Using a pre-tested questionnaire, demographic data (such as age and gender) and the associated ESCC risk factors were collected by trained interviewers. The definition of ‘smokers’ was individuals who smoked one cigarette per day for >1 year. The definition of ‘alcohol drinkers’ was subjects who consumed ≥3 alcoholic drinks a week for >6 months.
Isolation of DNA and genotyping by a custom-by-design 48-Plex SNPscan™ kit
In total, 2-ml blood samples were collected from each subject using vacutainers and transferred to tubes lined with ethylenediamime-N,N,N′,N′-tetraacetic acid. Genomic DNA was isolated from whole blood with the QIAamp DNA Blood Mini kit (Qiagen, Berlin, Germany).
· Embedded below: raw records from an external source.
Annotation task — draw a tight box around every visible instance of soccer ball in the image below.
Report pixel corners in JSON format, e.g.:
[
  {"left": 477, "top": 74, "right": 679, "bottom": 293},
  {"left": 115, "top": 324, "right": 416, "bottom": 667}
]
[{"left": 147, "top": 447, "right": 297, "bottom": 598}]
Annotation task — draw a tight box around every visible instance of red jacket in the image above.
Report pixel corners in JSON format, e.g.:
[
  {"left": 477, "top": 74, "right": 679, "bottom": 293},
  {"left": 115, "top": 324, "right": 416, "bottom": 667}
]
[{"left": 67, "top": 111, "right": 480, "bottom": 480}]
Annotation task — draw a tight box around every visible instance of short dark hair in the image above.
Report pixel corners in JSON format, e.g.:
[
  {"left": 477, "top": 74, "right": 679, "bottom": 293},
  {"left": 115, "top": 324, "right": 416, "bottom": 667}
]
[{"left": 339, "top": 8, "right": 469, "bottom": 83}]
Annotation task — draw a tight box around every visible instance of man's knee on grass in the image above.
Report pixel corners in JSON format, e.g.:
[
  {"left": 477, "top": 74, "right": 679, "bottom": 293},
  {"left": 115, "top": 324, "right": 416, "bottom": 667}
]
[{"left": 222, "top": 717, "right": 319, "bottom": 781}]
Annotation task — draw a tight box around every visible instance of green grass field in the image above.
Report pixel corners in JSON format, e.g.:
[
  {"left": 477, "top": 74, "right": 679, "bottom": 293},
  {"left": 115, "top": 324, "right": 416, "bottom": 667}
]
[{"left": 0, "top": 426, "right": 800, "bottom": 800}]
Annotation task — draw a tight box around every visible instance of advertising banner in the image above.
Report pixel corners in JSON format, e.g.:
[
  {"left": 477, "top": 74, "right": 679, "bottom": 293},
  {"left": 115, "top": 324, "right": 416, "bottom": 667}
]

Sample DNA (10 ng) was amplified by polymerase chain reaction according to the manufacturer's instructions. For IL-18 rs360719 A>G, IL-18R1 rs13015714 G>T, IL-18RAP rs917997 C>T and IL-28B rs8099917 T>G SNPs, genotyping was performed using a custom-by-design 48-Plex SNPscan™ kit (Genesky Biotechnologies Inc., Shanghai, China), as previously described (20). For quality control, repeated analyses were conducted for 4% of randomly selected samples with high DNA quality.
Statistical analysis
Differences in the distributions of demographic characteristics, selected variables and genotypes of the IL-18 rs360719 A>G, IL-18R1 rs13015714 G>T, IL-18RAP rs917997 C>T and IL-28B rs8099917 T>G variants between the cases and controls were evaluated using the χ2 test. The associations between the 4 SNPs and risk of ESCC were estimated by computing the odds ratios (ORs) and their 95% confidence intervals (CIs) using logistic regression analyses for crude and adjusted ORs when adjusting for age, gender, smoking and drinking status. The Hardy-Weinberg equilibrium (HWE) was tested by a goodness-of-fit χ2 test to compare the observed genotype frequencies to the expected ones among the control subjects. All the statistical analyses were performed with SAS 9.1.3 (SAS Institute Inc., Cary, NC, USA). P<0.05 was considered to indicate a statistically significant difference.
Results
Characteristics of the study population
Characteristics of cases and controls included in the study are provided in Table I. The cases and controls appeared to be adequately matched on age and gender, as suggested by the χ2 tests (P=0.056 and P=0.346, respectively). As shown in Table I, no significant difference was detected on drinking status between the cases and the controls (P=0.183), however, smoking rate was higher in ESCC patients compared with the control subjects (P=0.014). In Table II, the primary information for these 4 genotyped SNPs is listed. The genotyping success rate was 96.97% for IL-18 rs360719 A>G, 96.45% for IL-18R1 rs13015714 G>T, 96.32% for IL-18RAP rs917997 C>T and 97.11% for IL-28B rs8099917 T>G in all 760 samples. For all the SNPs, the concordance rates of repeated analyses were 100%. Minor allele frequency (MAF) in the controls was similar to MAF for Chinese subjects in a database for all 4 SNPs (Table II). The observed genotype frequencies for IL-18 rs360719 A>G, IL-18R1 rs13015714 G>T, IL-18RAP rs917997 C>T and IL-28B rs8099917 T>G polymorphisms in the controls were in HWE (P=0.774, P=0.249, P=0.465 and P=0.325, respectively) (Table II).
Table I.
Distribution of the selected demographic variables and risk factors in ESCC cases and controls.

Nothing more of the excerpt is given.